Eiszeit oder Paradies? Wird die technisch-ökonomische Entwicklung von KI-Lösungen bis 2030 nur langsam voranschreiten und die mangelnde gesellschaftliche Akzeptanz den Ausbau bremsen? Oder werden die Rahmenbedingungen für KI so verändert, dass die Technologie nicht nur Routineaufgaben, sondern auch Entscheidungsprozesse übernehmen kann – was zu einem wahren „KI-Paradies“ führen würde? Welche die wahrscheinlichste Variante ist und wie sich Unternehmen im KI-Bereich am besten po­sitionieren können, erklärt Ashok Kaul, Head of Analytics für Deutschland, Österreich und die Schweiz bei Roland Berger.

Das Interview als Podcast:

Ashok Kaul ist Head of Analytics der DACH-Region und Global Co-Head of Analytics bei Roland Berger. Zudem ist Kaul Professor für Volkswirtschaftslehre an der Universität des Saarlandes

Neugierig geworden? Ashok Kaul war Teil der "KI-Hype"-Diskussion:


KI-Eiszeit, -Assistenz, -Insellösungen oder -Paradies: Welches Szenario ist bis zum Jahr 2030 am realistischsten?

Insellösungen haben wir zum Teil schon. Die Eiszeit wäre ein Drohszenario, das hoffentlich nie­mals wahr wird.
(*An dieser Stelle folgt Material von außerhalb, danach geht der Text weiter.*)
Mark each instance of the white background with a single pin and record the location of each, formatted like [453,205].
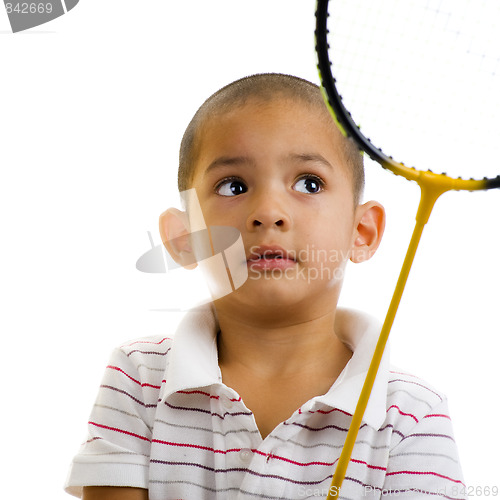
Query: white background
[92,109]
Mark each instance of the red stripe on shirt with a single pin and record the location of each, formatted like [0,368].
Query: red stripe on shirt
[403,413]
[131,378]
[428,473]
[115,429]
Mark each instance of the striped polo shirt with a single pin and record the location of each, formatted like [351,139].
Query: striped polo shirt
[164,420]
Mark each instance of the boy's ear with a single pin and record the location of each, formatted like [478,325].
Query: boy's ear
[175,235]
[370,220]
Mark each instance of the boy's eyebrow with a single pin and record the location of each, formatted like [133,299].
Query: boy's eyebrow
[225,161]
[305,157]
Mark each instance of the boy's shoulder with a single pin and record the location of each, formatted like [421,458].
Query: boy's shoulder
[412,398]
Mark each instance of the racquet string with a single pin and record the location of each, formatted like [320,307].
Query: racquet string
[421,78]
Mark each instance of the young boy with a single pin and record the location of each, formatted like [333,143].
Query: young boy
[252,397]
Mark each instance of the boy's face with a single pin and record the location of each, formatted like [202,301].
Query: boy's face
[275,172]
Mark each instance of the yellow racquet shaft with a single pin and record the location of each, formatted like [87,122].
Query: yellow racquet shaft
[430,192]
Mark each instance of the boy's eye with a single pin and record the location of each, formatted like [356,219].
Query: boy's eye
[309,184]
[231,187]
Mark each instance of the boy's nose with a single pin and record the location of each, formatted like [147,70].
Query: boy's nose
[269,213]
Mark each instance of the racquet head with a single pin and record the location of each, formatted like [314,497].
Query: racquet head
[416,84]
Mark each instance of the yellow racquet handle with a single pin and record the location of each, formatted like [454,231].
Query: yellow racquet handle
[432,187]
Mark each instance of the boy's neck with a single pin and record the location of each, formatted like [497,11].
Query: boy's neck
[275,348]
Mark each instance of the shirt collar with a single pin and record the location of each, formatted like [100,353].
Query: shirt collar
[194,363]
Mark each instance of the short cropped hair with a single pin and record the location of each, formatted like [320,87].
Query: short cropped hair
[264,87]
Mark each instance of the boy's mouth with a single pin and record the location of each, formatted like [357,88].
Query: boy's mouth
[270,257]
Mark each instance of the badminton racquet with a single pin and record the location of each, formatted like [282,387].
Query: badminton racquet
[417,85]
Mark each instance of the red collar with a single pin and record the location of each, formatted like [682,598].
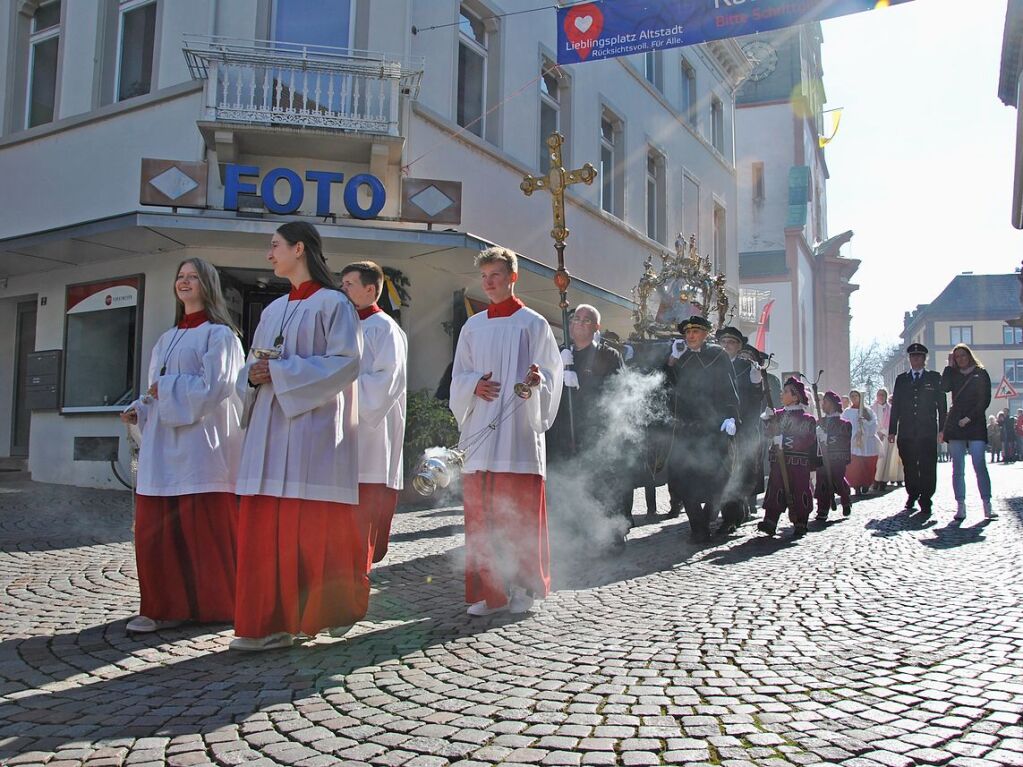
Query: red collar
[506,308]
[193,320]
[369,310]
[304,290]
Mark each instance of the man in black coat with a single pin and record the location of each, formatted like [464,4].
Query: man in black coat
[918,417]
[706,412]
[742,483]
[589,365]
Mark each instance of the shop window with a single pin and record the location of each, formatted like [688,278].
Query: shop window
[102,344]
[137,37]
[44,45]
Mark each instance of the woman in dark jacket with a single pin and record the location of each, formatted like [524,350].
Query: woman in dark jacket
[966,427]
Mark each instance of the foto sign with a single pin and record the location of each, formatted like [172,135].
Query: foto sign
[236,182]
[589,32]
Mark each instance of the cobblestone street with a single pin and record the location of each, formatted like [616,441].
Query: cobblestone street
[881,639]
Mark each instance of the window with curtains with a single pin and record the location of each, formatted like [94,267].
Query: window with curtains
[44,45]
[136,46]
[472,87]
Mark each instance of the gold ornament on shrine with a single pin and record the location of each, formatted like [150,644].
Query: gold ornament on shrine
[685,285]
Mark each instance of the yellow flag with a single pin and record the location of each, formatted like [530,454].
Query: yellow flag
[836,119]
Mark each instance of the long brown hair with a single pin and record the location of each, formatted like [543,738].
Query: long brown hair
[304,232]
[213,297]
[969,351]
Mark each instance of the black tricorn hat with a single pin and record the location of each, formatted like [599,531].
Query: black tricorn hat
[731,332]
[696,321]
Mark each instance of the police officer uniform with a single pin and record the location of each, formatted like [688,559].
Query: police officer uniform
[918,415]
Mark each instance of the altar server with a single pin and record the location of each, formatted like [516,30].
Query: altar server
[507,556]
[382,405]
[302,568]
[185,509]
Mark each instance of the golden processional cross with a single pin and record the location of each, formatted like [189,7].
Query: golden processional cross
[557,181]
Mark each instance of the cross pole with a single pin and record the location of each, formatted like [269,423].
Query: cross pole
[557,180]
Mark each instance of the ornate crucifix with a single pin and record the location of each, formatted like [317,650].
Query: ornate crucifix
[557,181]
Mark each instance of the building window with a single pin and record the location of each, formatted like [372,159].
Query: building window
[300,23]
[611,171]
[472,72]
[688,101]
[653,69]
[101,347]
[43,48]
[758,182]
[961,334]
[720,238]
[137,43]
[717,124]
[691,207]
[550,113]
[656,208]
[1014,370]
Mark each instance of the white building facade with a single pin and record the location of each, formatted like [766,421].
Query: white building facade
[263,105]
[787,256]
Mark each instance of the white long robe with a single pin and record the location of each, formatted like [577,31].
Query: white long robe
[382,401]
[302,434]
[191,438]
[505,347]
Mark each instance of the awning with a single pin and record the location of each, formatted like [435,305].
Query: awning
[142,233]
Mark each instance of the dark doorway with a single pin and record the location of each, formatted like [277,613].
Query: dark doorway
[25,344]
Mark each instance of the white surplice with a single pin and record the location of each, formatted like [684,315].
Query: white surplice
[302,434]
[191,438]
[505,347]
[382,401]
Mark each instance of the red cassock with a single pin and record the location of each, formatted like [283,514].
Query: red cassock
[184,553]
[302,567]
[505,536]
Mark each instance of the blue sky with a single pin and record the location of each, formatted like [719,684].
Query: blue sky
[921,169]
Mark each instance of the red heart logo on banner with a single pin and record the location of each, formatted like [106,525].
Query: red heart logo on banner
[582,28]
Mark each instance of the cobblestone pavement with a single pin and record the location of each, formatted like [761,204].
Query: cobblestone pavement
[879,640]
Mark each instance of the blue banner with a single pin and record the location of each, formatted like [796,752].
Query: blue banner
[621,28]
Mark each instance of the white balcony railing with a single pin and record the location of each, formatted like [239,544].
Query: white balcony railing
[281,84]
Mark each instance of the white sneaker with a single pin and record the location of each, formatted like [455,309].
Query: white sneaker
[521,602]
[481,610]
[143,625]
[260,643]
[961,511]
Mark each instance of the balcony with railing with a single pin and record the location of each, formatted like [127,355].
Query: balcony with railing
[253,85]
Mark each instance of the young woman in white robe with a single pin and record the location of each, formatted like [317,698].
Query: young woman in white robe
[301,562]
[186,511]
[382,406]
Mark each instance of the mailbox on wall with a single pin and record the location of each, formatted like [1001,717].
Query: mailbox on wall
[42,388]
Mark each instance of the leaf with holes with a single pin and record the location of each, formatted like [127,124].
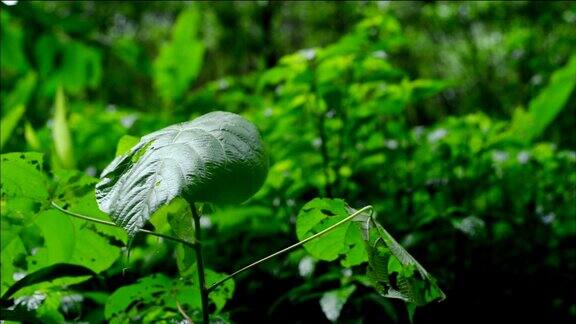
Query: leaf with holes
[218,157]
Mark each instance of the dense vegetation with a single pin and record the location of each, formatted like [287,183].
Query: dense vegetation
[454,121]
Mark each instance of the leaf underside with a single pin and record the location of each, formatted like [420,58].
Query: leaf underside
[218,157]
[392,271]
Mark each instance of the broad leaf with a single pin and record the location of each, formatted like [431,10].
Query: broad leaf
[47,274]
[218,157]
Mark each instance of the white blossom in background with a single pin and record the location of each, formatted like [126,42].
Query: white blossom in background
[18,275]
[549,218]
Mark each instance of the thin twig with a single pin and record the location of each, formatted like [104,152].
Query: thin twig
[200,264]
[103,222]
[291,247]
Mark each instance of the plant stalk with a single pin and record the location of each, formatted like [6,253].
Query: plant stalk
[200,264]
[287,249]
[103,222]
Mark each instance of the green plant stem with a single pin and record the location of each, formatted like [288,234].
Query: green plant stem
[287,249]
[200,264]
[103,222]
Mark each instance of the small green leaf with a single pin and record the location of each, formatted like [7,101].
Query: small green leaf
[218,157]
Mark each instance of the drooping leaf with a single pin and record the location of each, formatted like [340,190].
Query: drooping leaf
[393,272]
[9,123]
[21,176]
[543,109]
[345,240]
[160,291]
[218,157]
[61,133]
[333,301]
[179,60]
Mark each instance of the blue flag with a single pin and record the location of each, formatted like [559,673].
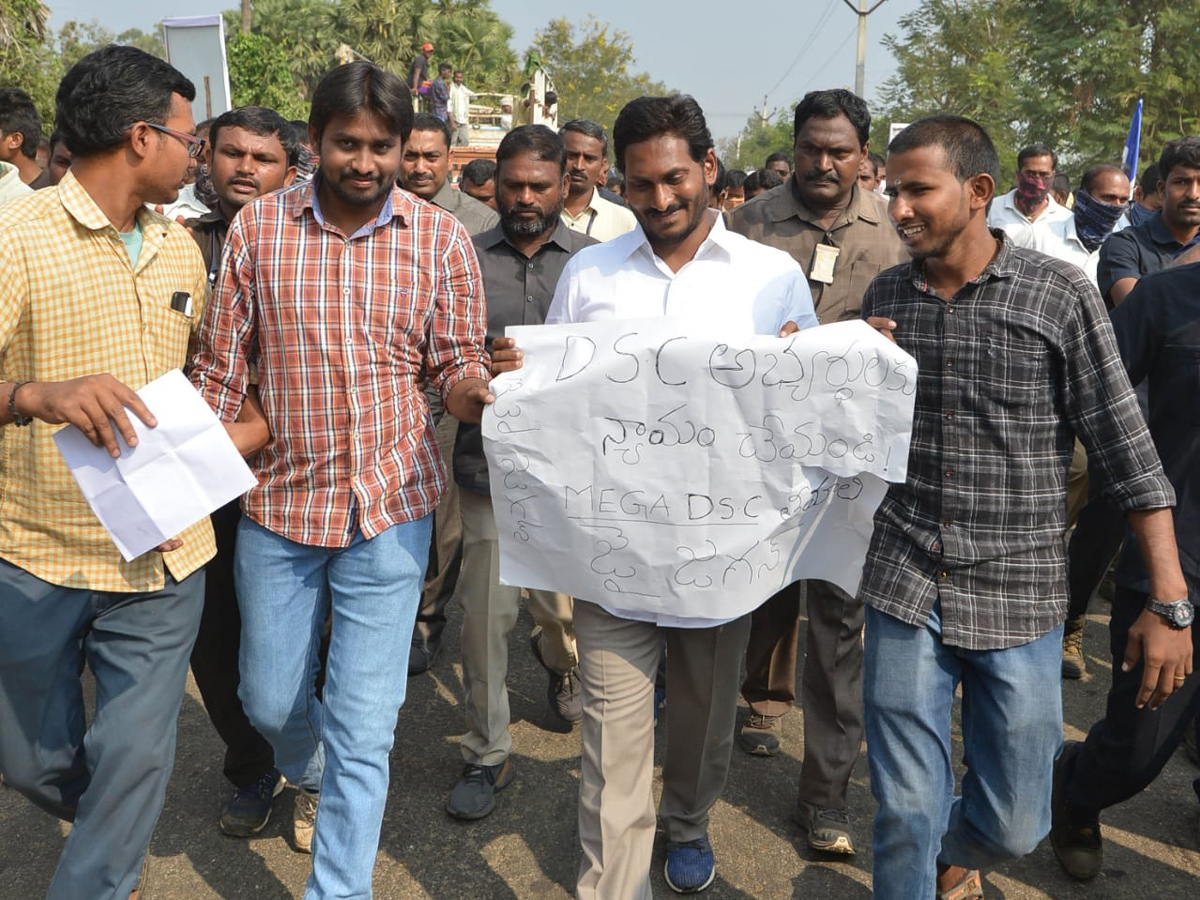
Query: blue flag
[1133,142]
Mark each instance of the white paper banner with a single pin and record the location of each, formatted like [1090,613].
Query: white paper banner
[673,477]
[181,471]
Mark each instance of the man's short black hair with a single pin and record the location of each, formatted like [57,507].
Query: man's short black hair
[1095,172]
[108,91]
[363,88]
[768,179]
[427,121]
[1183,151]
[591,129]
[832,103]
[719,183]
[262,121]
[646,118]
[1032,150]
[478,172]
[967,148]
[778,156]
[538,141]
[1150,178]
[18,115]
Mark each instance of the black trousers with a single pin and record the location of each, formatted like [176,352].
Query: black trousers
[215,660]
[1127,749]
[1099,532]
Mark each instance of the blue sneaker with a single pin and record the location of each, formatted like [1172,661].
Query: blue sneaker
[690,865]
[250,809]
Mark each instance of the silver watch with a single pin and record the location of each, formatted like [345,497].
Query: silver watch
[1179,613]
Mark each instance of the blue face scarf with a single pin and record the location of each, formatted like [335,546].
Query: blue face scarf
[1095,220]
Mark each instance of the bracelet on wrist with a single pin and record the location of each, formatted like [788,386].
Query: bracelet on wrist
[19,420]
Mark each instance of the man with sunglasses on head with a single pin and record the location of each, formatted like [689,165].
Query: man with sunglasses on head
[90,288]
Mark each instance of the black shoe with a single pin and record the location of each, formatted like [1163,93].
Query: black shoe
[474,796]
[1074,835]
[250,809]
[828,829]
[564,691]
[423,654]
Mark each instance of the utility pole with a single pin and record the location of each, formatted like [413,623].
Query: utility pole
[862,12]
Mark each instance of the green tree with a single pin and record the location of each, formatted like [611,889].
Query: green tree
[1089,63]
[261,75]
[466,33]
[961,58]
[27,57]
[592,67]
[1065,72]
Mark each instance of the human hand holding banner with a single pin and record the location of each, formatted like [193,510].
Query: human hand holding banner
[684,478]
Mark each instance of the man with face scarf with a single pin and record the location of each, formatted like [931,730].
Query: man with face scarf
[1101,201]
[1027,210]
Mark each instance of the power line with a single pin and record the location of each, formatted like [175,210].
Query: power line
[813,36]
[834,54]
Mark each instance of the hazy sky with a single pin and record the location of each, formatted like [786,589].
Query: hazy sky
[725,54]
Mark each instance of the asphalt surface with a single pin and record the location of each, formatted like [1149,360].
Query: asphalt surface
[527,849]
Ins KI-Paradies werden wir aber auch nicht kommen. Das würde voraussetzen, dass die Ge­sellschaft KI komplett annehmen würde. In Europa ist das nicht zu erwarten. Wir werden uns also mit einer mittelguten bis dreiviertelguten Lösung zufriedengeben müssen. Das ist aber auch okay. Digitalisierung ist kein Selbstzweck. Ziel muss sein, effizienter zu wer­den und die Bedürfnisse der Menschen mehr zu befriedigen.

Gibt es Ihrer Meinung nach ein Land, das zum Paradies werden könnte?

Es gibt zumindest Länder, die Deutschland weit voraus sind. Das gilt aber nicht nur für KI, sondern allgemein für Digitalisierungs- und Regulierungsthemen. Für uns ist immer die Frage wichtig: Wie groß ist die Akzeptanz bei der Digitalisierung? Wir sind da ein bisschen restriktiver, andere eben liberaler. Ich war kürzlich zum ersten Mal in Schanghai. Da gehen Sie etwa in ein Restaurant, und der ganze Prozess ist digi­talisiert, von der Reservierung über die Platzzuweisung und Bestellung bis hin zum kontaktlosen Bezahlen.

Die gesellschaftliche Akzeptanz auf der einen, die Regulierung auf der anderen Seite. Wie wichtig ist es, einen gemeinsamen Rahmen zu finden?

Aus meiner Sicht ist die Regulierung zum Teil auch Spiegelbild der Akzeptanz. Es heißt oft, dass wir in Deutschland strenger reguliert haben und deswegen langsamer vorankommen. Doch die Kausalität ist andersherum. Wir haben deswegen strenger reguliert, weil sich die Menschen eine strengere Regulierung wünschen. Es gibt aber auch Bereiche, wo wir auf Ver­­dacht reguliert haben. In diesen Fällen muss die Politik etwas tun.

Was wäre das zum Beispiel?

Ein bisschen mehr Experimente zulassen und ein bisschen später regulieren. Sprich, nicht proaktiv regulieren, sondern reaktiv. Solange nichts richtig schief gehen kann, sollte man die Unternehmen und insbesondere die Start-ups machen lassen.

Welche Rolle spielt dabei die DSGVO?

Klar ist: Ohne sie wäre es leichter, mit KI umzugehen. Ich glaube, wir hätten in Deutschland ohne die DSGVO Probleme. Dann wären die Wider­stände gegen KI viel größer. So ist der Datenschutz ein positives Vehikel – es erhöht die Akzeptanz von KI.

Wie können sich Unternehmen trotz War for Talent bei KI und Digitalisierung besser positionieren?

Insgesamt sind deutsche Unternehmen trotz des Fachkräftemangels gut aufgestellt. Entscheidend ist nicht, wie sich die Talente binden lassen, sondern wie Unternehmen ihre Mitarbeiter dazu bringen kön­nen, digitaler zu denken und mehr Hands-on-Mentalität an den Tag zu legen. Und das funktioniert am besten über Weiterbildung.